Vers 10H30 GMT (11H30 à Paris), la devise américaine prenait 0,22% à l'euro, à 1,1587 dollar.

"L'optimisme prudent des marchés financiers, suscité par le report des frappes contre les infrastructures énergétiques iraniennes par le président Trump, s'est dissipé durant la séance asiatique après la publication d'informations pessimistes", et "le dollar s'est apprécié", résume Carol Kong, analyste chez CBA.

Selon Axios, le président et son administration envisagent de s'emparer de l'île de Kharg, d'où partent environ 90% des exportations de brut de l'Iran, afin de forcer Téhéran à rouvrir le détroit d'Ormuz.

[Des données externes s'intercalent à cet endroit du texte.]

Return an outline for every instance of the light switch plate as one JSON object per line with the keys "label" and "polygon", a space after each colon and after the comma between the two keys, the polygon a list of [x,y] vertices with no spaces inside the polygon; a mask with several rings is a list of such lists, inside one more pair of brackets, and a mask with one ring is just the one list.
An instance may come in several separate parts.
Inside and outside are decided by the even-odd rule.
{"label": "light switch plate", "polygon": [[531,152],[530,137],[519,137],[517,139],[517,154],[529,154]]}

Or le Wall Street Journal rapporte que Washington va envoyer dans la région entre 2.200 et 2.500 Marines capables de mener des opérations amphibies.

Par ailleurs, deux infrastructures énergétiques iraniennes ont finalement été visées par des frappes israélo-américaines, a affirmé tôt mardi l'agence de presse Fars, tandis que le ministère iranien des Affaires étrangères a nié lundi être en pourparlers avec les Etats-Unis.

Lundi, la livre sterling avait gagné jusqu'à 1% face au dollar, et le rendement obligataire britannique à 10 ans a connu un nouveau sommet depuis 2008, à 5,12%, avant de retomber de concert.

Depuis, la devise britannique relâchait mardi 0,26% au billet vert, à 1,3396 dollar, et les taux d'emprunt se sont apaisés.

Les marchés, qui anticipaient la veille quatre hausses de taux de la Banque d'Angleterre cette année, tablent désormais sur entre deux et trois, d'après Bloomberg.

"Les conditions sont exceptionnellement difficiles à remplir pour que la Banque d'Angleterre relève son taux directeur, déjà en territoire restrictif", et au vu de données économiques faibles, estime en effet Chris Turner, analyste chez ING.

L'indice d'activité PMI au Royaume-Uni a faiblit en mars, à 51, contre 53,7 en février, et moins que les 52,8 projetés par le consensus des analystes sondés par Bloomberg, selon les chiffres publiés mardi par S&P Global.

Mercredi, sera dévoilée l'inflation en février dans le pays, qui ne capturera cependant pas les effets de la guerre.

Le prix d'une once d'or progressait aussi de 0,27%, à 4.419,40 dollars.

La veille, les cours des métaux précieux s'étaient brièvement effondrés, les investisseurs préférant engranger leurs bénéfices sur l'or et l'argent pour récupérer des liquidités, plus facilement mobilisables et accessibles.